Pair Corralation between Putnam International and Putnam Global
Assuming the 90 days horizon Putnam International Equity is expected to under-perform the Putnam Global. In addition to that, Putnam International is 1.08 times more volatile than Putnam Global Equity. It trades about -0.06 of its total potential returns per unit of risk. Putnam Global Equity is currently generating about 0.04 per unit of volatility. If you would invest 1,503 in Putnam Global Equity on September 22, 2024 and sell it today you would earn a total of 9.00 from holding Putnam Global Equity or generate 0.6% return on investment over 90 days.
Time Period | 3 Months [change] |
Direction | Moves Together |
Strength | Very Strong |
Accuracy | 100.0% |
Values | Daily Returns |
Putnam International Equity vs.
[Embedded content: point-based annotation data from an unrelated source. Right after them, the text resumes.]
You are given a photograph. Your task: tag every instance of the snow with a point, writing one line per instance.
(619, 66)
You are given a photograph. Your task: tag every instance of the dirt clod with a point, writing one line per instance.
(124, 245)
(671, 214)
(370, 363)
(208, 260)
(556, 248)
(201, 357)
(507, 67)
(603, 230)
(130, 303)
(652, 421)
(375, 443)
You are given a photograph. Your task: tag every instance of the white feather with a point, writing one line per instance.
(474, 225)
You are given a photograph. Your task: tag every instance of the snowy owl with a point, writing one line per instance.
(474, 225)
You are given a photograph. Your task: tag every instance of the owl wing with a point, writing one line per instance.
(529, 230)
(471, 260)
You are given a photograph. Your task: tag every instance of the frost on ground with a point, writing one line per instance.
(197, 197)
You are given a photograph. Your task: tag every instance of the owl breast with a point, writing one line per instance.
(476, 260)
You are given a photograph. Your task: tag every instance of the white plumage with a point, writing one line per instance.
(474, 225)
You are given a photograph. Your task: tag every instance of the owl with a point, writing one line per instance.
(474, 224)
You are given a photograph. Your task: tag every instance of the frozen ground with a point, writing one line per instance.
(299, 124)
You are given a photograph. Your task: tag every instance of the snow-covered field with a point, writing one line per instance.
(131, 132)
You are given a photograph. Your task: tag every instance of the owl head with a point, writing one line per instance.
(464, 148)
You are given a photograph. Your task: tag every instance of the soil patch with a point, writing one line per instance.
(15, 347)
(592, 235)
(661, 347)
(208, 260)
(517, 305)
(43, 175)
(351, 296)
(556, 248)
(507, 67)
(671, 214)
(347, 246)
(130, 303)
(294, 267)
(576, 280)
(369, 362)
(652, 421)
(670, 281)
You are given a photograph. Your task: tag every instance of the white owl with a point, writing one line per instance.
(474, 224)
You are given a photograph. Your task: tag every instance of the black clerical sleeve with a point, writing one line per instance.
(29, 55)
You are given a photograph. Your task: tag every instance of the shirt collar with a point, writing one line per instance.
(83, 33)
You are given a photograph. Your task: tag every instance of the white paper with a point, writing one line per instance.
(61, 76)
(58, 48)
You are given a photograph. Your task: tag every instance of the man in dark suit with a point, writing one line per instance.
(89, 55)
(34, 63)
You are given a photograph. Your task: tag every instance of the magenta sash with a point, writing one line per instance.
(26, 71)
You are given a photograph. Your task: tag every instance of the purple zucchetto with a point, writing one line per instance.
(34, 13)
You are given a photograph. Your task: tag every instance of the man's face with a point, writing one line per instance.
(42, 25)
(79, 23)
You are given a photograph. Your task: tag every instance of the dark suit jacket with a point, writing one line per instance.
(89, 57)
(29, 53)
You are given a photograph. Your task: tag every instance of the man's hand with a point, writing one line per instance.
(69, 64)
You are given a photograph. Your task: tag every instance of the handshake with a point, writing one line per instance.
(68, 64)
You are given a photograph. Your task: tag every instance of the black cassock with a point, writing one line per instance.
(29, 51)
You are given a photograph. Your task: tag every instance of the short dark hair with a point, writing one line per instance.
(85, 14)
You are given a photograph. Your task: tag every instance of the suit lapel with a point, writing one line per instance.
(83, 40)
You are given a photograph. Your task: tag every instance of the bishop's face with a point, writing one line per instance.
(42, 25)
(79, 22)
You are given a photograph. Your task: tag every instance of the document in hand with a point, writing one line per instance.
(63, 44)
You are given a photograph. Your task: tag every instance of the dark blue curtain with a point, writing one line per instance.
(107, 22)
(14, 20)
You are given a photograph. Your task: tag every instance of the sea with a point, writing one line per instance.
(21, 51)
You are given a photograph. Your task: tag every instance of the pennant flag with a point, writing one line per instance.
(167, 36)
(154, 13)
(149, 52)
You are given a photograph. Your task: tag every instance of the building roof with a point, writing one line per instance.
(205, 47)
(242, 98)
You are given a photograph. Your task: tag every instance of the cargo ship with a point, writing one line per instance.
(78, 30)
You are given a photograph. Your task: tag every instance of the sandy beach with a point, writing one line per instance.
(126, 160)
Putnam Global Equity
Performance |
Timeline |
Putnam International |
Putnam Global Equity |
Putnam International and Putnam Global Volatility Contrast
Predicted Return Density |
Returns |
Pair Trading with Putnam International and Putnam Global
The main advantage of trading using opposite Putnam International and Putnam Global positions is that it hedges away some unsystematic risk. Because of two separate transactions, even if Putnam International position performs unexpectedly, Putnam Global can make up some of the losses. Pair trading also minimizes risk from directional movements in the market. For example, if an entire industry or sector drops because of unexpected headlines, the short position in Putnam Global will offset losses from the drop in Putnam Global's long position.Putnam International vs. Putnam Equity Income | Putnam International vs. Putnam Tax Exempt | Putnam International vs. Putnam Floating Rate | Putnam International vs. Putnam High Yield |
Putnam Global vs. Putnam Equity Income | Putnam Global vs. Putnam Tax Exempt | Putnam Global vs. Putnam Floating Rate | Putnam Global vs. Putnam High Yield |
Check out your portfolio center.Note that this page's information should be used as a complementary analysis to find the right mix of equity instruments to add to your existing portfolios or create a brand new portfolio. You can also try the Global Markets Map module to get a quick overview of global market snapshot using zoomable world map. Drill down to check world indexes.